Nehmen Sie zunächst einen Milliliter einer Knospenpilzzellkultur in der mittleren logarithmischen Phase, die auf die Mitochondrien abzielendes HyPer7 exprimiert. Zentrifugieren Sie die Zellen 30 Sekunden lang bei 6.000 G und entfernen Sie den Überstand, wobei 10 bis 20 Mikroliter im Röhrchen verbleiben. Resuspendieren Sie das Zellpellet, indem Sie es vorsichtig mit einer Mikropipette mit Restmedien mischen.
Verwenden Sie als Nächstes ein Luftgebläse oder ein fusselfreies Tuch, um einen Objektträger aus Glas zu reinigen, und geben Sie 1,8 Mikroliter der Zellsuspension auf den Objektträger. Zum Schluss bedecken Sie die Zellen mit dem Glasdeckglas Nummer 1,5, indem Sie es langsam schräg absenken, um das Eindringen von Blasen zu vermeiden. Legen Sie dann den Objektträger auf den Mikroskoptisch.

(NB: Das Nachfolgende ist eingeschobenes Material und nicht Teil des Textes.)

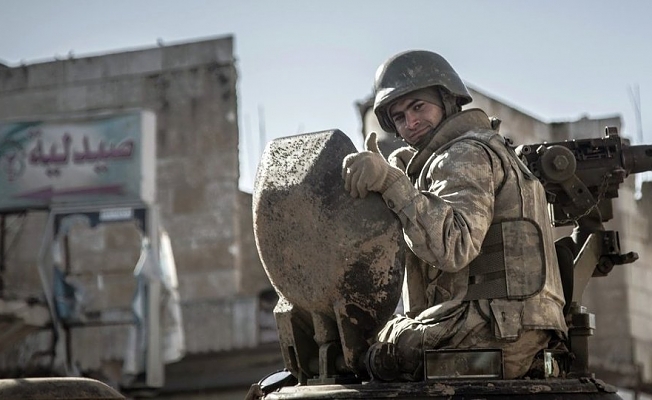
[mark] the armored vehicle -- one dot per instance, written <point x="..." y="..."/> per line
<point x="335" y="263"/>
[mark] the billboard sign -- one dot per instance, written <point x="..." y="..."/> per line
<point x="102" y="159"/>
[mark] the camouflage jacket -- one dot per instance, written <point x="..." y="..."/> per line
<point x="476" y="221"/>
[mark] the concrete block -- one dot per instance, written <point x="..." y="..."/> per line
<point x="226" y="325"/>
<point x="207" y="285"/>
<point x="105" y="292"/>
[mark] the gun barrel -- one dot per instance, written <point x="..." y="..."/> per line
<point x="637" y="159"/>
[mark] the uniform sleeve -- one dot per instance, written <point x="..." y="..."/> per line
<point x="445" y="224"/>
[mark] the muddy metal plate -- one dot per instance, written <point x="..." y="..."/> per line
<point x="319" y="246"/>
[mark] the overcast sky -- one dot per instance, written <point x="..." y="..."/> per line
<point x="305" y="63"/>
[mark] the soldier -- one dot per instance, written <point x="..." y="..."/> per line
<point x="482" y="271"/>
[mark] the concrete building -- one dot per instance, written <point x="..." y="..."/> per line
<point x="226" y="299"/>
<point x="191" y="89"/>
<point x="620" y="348"/>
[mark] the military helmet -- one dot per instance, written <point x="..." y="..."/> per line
<point x="413" y="70"/>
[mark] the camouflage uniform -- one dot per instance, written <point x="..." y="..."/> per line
<point x="483" y="270"/>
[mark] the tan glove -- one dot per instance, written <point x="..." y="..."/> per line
<point x="400" y="157"/>
<point x="368" y="171"/>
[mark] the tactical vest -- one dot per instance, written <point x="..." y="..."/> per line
<point x="516" y="270"/>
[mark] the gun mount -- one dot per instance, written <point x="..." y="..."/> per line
<point x="582" y="175"/>
<point x="326" y="346"/>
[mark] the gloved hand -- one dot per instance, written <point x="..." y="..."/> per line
<point x="400" y="157"/>
<point x="368" y="171"/>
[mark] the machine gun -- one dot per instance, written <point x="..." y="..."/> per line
<point x="581" y="177"/>
<point x="335" y="264"/>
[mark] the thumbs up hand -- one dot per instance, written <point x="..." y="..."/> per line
<point x="368" y="171"/>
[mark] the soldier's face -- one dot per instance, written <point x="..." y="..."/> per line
<point x="415" y="118"/>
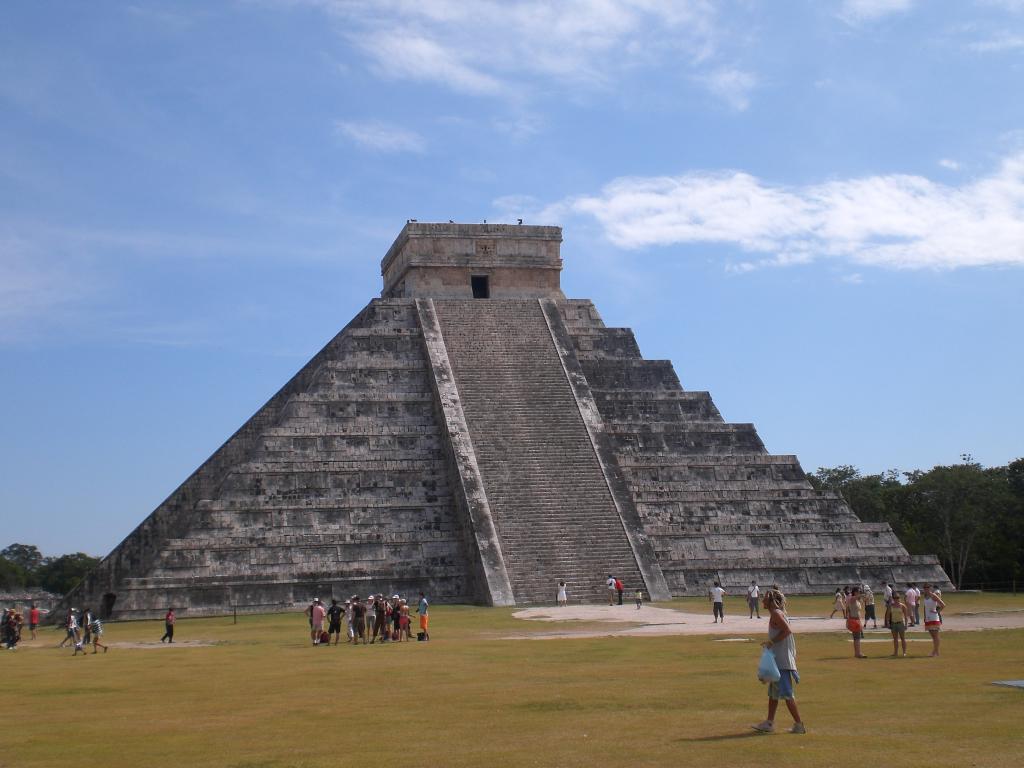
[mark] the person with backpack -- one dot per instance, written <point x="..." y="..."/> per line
<point x="334" y="614"/>
<point x="717" y="596"/>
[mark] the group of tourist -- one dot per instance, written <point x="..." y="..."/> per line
<point x="902" y="611"/>
<point x="376" y="620"/>
<point x="717" y="594"/>
<point x="83" y="630"/>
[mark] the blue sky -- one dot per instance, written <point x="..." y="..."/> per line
<point x="814" y="209"/>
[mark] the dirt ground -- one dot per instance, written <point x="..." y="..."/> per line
<point x="650" y="621"/>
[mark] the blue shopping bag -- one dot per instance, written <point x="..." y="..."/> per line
<point x="768" y="668"/>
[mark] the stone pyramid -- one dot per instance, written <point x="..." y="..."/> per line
<point x="475" y="435"/>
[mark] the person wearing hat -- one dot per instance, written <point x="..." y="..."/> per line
<point x="349" y="627"/>
<point x="71" y="626"/>
<point x="358" y="622"/>
<point x="380" y="620"/>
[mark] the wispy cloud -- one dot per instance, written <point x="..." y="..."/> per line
<point x="489" y="47"/>
<point x="732" y="86"/>
<point x="893" y="220"/>
<point x="854" y="11"/>
<point x="379" y="136"/>
<point x="997" y="43"/>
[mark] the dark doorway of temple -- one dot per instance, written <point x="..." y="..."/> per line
<point x="480" y="288"/>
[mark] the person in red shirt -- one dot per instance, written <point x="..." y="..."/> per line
<point x="169" y="626"/>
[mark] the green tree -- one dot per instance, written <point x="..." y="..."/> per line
<point x="11" y="574"/>
<point x="26" y="556"/>
<point x="960" y="513"/>
<point x="62" y="573"/>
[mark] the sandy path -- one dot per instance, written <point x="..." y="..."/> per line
<point x="654" y="621"/>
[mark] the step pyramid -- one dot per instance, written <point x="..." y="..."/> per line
<point x="475" y="435"/>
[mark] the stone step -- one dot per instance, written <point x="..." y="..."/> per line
<point x="531" y="446"/>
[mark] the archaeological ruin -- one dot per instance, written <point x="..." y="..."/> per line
<point x="475" y="435"/>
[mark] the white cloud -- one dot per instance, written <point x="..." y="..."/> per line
<point x="894" y="220"/>
<point x="379" y="136"/>
<point x="870" y="10"/>
<point x="491" y="47"/>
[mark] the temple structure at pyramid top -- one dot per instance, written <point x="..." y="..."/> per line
<point x="475" y="435"/>
<point x="465" y="261"/>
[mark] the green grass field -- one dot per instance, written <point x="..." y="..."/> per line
<point x="259" y="695"/>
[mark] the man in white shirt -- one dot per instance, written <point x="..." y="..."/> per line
<point x="753" y="593"/>
<point x="717" y="596"/>
<point x="912" y="593"/>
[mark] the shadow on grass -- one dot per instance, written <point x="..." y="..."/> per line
<point x="725" y="736"/>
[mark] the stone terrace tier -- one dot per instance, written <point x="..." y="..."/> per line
<point x="337" y="486"/>
<point x="717" y="505"/>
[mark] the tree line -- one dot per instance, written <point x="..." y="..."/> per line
<point x="971" y="516"/>
<point x="24" y="565"/>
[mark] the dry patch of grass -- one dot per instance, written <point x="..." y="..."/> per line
<point x="256" y="694"/>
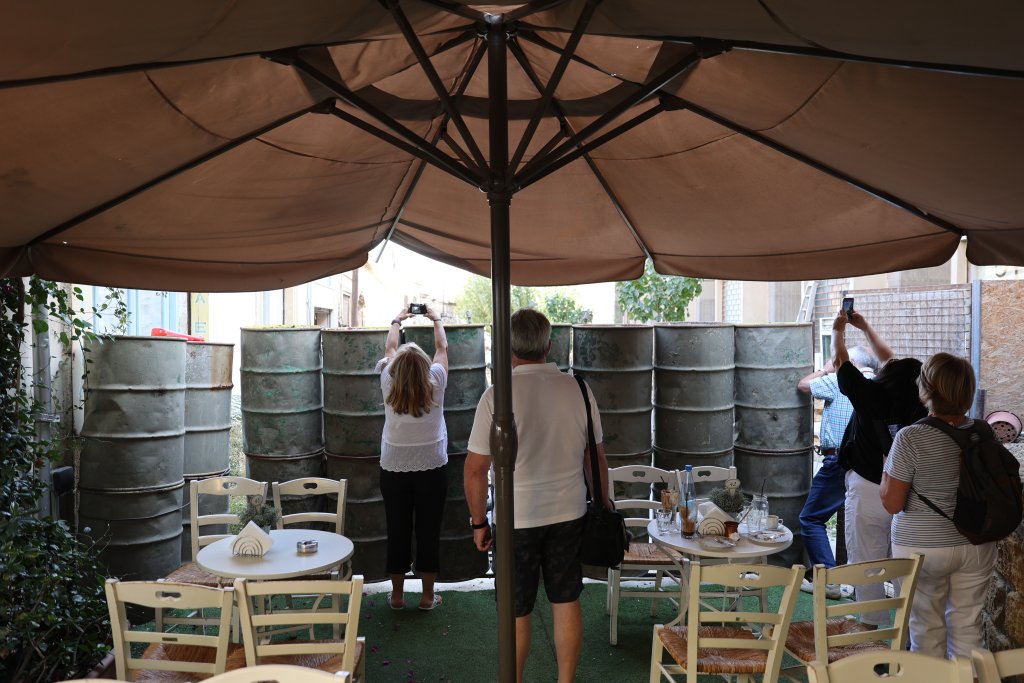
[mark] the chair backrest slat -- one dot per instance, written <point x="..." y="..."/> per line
<point x="166" y="595"/>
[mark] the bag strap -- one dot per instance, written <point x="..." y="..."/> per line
<point x="592" y="444"/>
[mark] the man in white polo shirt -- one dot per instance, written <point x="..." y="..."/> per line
<point x="549" y="486"/>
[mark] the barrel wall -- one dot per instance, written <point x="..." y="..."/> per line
<point x="282" y="396"/>
<point x="131" y="473"/>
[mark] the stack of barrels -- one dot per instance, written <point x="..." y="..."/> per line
<point x="774" y="421"/>
<point x="282" y="407"/>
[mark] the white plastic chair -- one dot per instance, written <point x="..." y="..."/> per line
<point x="834" y="634"/>
<point x="892" y="665"/>
<point x="279" y="673"/>
<point x="344" y="653"/>
<point x="993" y="667"/>
<point x="725" y="643"/>
<point x="184" y="652"/>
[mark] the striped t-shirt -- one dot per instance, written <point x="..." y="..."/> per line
<point x="929" y="460"/>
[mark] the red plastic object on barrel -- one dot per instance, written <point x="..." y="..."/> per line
<point x="160" y="332"/>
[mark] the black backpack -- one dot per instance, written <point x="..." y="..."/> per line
<point x="989" y="501"/>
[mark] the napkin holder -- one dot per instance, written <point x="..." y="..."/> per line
<point x="251" y="542"/>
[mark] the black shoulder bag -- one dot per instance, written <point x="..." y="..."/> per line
<point x="604" y="538"/>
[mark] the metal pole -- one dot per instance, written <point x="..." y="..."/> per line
<point x="503" y="433"/>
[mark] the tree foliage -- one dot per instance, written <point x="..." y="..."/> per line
<point x="474" y="304"/>
<point x="657" y="298"/>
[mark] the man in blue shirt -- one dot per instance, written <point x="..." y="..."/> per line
<point x="828" y="485"/>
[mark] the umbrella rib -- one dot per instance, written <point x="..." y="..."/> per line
<point x="415" y="143"/>
<point x="548" y="92"/>
<point x="178" y="170"/>
<point x="474" y="62"/>
<point x="528" y="70"/>
<point x="889" y="198"/>
<point x="435" y="82"/>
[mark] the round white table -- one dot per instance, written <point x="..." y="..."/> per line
<point x="282" y="560"/>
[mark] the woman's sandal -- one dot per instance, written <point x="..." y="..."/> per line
<point x="436" y="601"/>
<point x="399" y="605"/>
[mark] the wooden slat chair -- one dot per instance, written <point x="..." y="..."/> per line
<point x="880" y="666"/>
<point x="724" y="643"/>
<point x="334" y="520"/>
<point x="641" y="556"/>
<point x="278" y="673"/>
<point x="835" y="632"/>
<point x="262" y="645"/>
<point x="993" y="667"/>
<point x="190" y="572"/>
<point x="169" y="656"/>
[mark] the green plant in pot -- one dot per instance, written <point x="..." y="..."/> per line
<point x="729" y="499"/>
<point x="259" y="511"/>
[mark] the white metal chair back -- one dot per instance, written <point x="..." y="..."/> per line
<point x="162" y="595"/>
<point x="226" y="485"/>
<point x="312" y="486"/>
<point x="892" y="665"/>
<point x="641" y="557"/>
<point x="279" y="673"/>
<point x="993" y="667"/>
<point x="684" y="643"/>
<point x="257" y="628"/>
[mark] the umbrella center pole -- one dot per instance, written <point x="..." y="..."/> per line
<point x="503" y="433"/>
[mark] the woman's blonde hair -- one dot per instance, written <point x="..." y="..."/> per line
<point x="946" y="384"/>
<point x="412" y="389"/>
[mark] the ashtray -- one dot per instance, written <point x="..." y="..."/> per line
<point x="306" y="547"/>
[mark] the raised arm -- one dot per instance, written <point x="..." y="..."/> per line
<point x="440" y="339"/>
<point x="393" y="334"/>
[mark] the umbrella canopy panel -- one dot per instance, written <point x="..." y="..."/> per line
<point x="230" y="147"/>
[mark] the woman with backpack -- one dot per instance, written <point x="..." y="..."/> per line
<point x="924" y="467"/>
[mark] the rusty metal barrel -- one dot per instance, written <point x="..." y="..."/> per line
<point x="282" y="404"/>
<point x="616" y="361"/>
<point x="131" y="473"/>
<point x="353" y="422"/>
<point x="467" y="381"/>
<point x="694" y="365"/>
<point x="774" y="420"/>
<point x="561" y="344"/>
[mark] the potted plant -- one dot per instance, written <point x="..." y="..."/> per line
<point x="259" y="511"/>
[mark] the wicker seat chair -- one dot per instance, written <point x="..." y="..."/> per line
<point x="835" y="633"/>
<point x="190" y="572"/>
<point x="168" y="656"/>
<point x="993" y="667"/>
<point x="725" y="642"/>
<point x="891" y="665"/>
<point x="261" y="631"/>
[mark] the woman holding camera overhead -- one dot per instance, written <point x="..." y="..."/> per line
<point x="414" y="456"/>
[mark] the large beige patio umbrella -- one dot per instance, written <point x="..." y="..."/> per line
<point x="245" y="145"/>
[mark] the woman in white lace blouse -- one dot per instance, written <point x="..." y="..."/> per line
<point x="414" y="458"/>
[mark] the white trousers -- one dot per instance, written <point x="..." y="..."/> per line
<point x="945" y="619"/>
<point x="868" y="528"/>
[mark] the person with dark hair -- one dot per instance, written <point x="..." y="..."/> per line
<point x="945" y="617"/>
<point x="881" y="408"/>
<point x="828" y="484"/>
<point x="414" y="458"/>
<point x="550" y="488"/>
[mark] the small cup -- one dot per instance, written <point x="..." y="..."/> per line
<point x="664" y="518"/>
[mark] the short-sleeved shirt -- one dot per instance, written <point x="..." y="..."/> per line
<point x="928" y="460"/>
<point x="551" y="422"/>
<point x="838" y="410"/>
<point x="414" y="444"/>
<point x="881" y="408"/>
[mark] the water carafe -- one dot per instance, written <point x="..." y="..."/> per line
<point x="758" y="515"/>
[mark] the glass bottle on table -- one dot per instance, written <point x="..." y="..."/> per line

Um die Zellen abzubilden, stellen Sie die Aufnahmebedingungen so ein, dass ein detektierbares Signal und eine akzeptable Auflösung in jedem Fluoreszenzkanal gewährleistet sind. Verwenden Sie beispielsweise bei einem konfokalen Spinning-Disc-Mikroskop mit einer sCMOS-Kamera 2x2-Binning, 20 bis 40 % Laserleistung und 200 bis 600 Millisekunden Belichtung. Untersuchen Sie als Nächstes das Histogramm des Bildes.
Stellen Sie in einem 12-Bit-Bild sicher, dass der gesamte Dynamikumfang der Pixelwerte mindestens mehrere hundert Graustufen ohne Sättigung beträgt. Stellen Sie außerdem sicher, dass die Reichweite um eine Größenordnung höher ist als der Geräuschpegel. Um den Rauschpegel zu berechnen, messen Sie die Standardabweichung der Pixelwerte in einem zellenfreien Bereich eines Bildes.
Sammeln Sie dann Zeitrafferbilder ohne Verzögerung zwischen den Aufnahmen, um die Auswirkungen der Bildgebungsbedingungen auf die Signalstabilität und den oxidativen Stress in den Mitochondrien zu bewerten. Messen Sie mit der Mikroskop-Erfassungssoftware oder ImageJ den durchschnittlichen Pixelwert in jedem Fluoreszenzkanal, um die Signalstabilität zu gewährleisten. Wenn das Experiment keine Zeitraffer-Bildgebung beinhaltet, stellen Sie sicher, dass die Fluoreszenz über zwei oder drei wiederholte Z-Stapel stabil ist.
Erfassen Sie Bilder mit einem Z-Intervall von 0,5 Mikrometern in einer Gesamtstapeltiefe von sechs Mikrometern für knospende Hefen. Stellen Sie beim Erfassen von Z-Stapeln sicher, dass das Z-Intervall für alle Bilder im Datensatz gleich ist und die gesamte Zelle einschließt. Erfassen Sie auch Durchlichtbilder, um Zellgrenzen zu dokumentieren.